Quantum properties of matter as entanglement, which can allow controlling quantum states of physical systems, are key to the development of quantum computing and higher-performance information processing. Entanglement usually defines a nonlocal correlation between two or more particles, such that the quantum state of each of them cannot be described independently of the state of the others, even when particles become separated by an extremely large distance. Entanglement can be also observed between internal degrees of freedom of a single particle, which are independent parameters describing the state of a system, as physical coordinates define the position of a point in space. The comprehension of these phenomena, called inter- and intra-particle entanglement, can lead to manipulating the quantum states of physical systems, including materials as graphene and topological matter as a whole.
In a paper recently published in Physical Review B as a Rapid Communication, researchers from the ICN2 Theoretical and Computational Nanoscience group, led by ICREA Prof. Stephan Roche, present a study on the origin, dynamics and magnitude of intra-particle entanglement between various degrees of freedom of electrons propagating in graphene. In particular, they explore the quantum correlations between the spin, defined as the intrinsic angular momentum of particles, and the pseudo-spin, which is a property analogous to spin that emerges in lattice structures and depends on their specific geometrical symmetries.
The authors of this study show that large intra-particle entanglement is a general feature of graphene supported onto a substrate and that its generation and evolution is independent of the initial state of the system. In addition, it may be robust to disorder and dephasing, which means that, if an interaction compromised the intra-particle entanglement, it would regenerate. This research also suggests that the properties of intra-particle entanglement in graphene should be relevant to the dynamic of inter-particle entanglement between pairs of electrons: in fact, the evolution of the first phenomenon is reflected in the second. Because of this, intra-particle entanglement might be detected indirectly in experiments via inter-particle correlations.
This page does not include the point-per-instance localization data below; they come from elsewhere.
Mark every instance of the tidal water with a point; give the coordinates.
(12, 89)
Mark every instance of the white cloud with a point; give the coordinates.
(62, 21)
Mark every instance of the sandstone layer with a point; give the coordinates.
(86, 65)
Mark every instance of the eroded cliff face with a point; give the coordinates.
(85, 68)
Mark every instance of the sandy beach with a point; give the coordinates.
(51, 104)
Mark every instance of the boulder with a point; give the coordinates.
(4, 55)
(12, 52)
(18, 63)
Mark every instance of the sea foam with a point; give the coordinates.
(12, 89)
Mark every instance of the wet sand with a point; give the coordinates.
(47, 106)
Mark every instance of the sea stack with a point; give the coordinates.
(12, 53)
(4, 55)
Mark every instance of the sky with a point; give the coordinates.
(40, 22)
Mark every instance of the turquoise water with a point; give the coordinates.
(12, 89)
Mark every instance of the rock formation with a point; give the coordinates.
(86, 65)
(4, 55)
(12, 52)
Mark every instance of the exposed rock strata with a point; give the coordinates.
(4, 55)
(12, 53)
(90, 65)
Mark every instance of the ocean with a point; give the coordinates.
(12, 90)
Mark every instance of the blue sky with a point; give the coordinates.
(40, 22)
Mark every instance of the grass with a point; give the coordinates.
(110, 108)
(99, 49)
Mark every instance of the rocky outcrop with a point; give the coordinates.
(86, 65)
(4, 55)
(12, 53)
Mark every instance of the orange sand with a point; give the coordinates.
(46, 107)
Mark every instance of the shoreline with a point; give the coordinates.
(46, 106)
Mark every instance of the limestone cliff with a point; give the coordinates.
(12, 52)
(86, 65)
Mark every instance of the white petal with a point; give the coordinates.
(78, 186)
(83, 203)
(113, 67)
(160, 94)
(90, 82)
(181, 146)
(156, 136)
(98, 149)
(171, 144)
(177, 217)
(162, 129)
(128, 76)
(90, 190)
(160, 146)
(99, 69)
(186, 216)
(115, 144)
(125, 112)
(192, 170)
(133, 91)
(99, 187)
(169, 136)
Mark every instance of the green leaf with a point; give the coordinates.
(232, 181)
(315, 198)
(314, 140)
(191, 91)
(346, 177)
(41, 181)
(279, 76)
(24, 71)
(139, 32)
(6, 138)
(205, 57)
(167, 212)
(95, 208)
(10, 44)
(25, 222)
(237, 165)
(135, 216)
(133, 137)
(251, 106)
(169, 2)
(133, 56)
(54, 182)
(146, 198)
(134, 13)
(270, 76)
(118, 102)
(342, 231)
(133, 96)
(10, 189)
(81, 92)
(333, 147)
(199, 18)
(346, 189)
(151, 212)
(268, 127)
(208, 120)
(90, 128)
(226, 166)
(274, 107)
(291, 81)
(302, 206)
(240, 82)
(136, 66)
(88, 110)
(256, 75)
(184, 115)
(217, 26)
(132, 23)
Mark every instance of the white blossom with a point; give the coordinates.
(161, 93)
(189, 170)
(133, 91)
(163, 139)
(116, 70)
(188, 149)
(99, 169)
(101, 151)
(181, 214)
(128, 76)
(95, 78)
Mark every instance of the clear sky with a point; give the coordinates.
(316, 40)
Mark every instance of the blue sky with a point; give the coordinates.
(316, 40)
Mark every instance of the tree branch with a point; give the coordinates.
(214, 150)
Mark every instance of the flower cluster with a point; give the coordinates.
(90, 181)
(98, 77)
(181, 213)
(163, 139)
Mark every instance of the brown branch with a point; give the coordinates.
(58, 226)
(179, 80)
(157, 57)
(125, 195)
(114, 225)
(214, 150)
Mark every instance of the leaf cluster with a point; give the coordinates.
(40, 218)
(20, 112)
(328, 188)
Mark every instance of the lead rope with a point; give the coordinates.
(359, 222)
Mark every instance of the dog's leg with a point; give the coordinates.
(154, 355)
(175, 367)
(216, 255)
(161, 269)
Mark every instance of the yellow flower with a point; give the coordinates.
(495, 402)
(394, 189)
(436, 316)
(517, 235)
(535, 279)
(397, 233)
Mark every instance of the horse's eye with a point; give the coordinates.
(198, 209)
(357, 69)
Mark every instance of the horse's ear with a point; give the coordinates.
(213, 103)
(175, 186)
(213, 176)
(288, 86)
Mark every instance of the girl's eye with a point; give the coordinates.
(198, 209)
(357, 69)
These results unveil unexplored paths to understanding and manipulating entanglement phenomena in a family of materials, called Dirac materials, which includes graphene: this name is due to the fact that they are systems that can be described by the Dirac equation of relativistic quantum mechanics. The ability to detect and manipulate entanglement in such materials could become an unprecedented resource for future research on the application of this phenomenon to quantum information processing.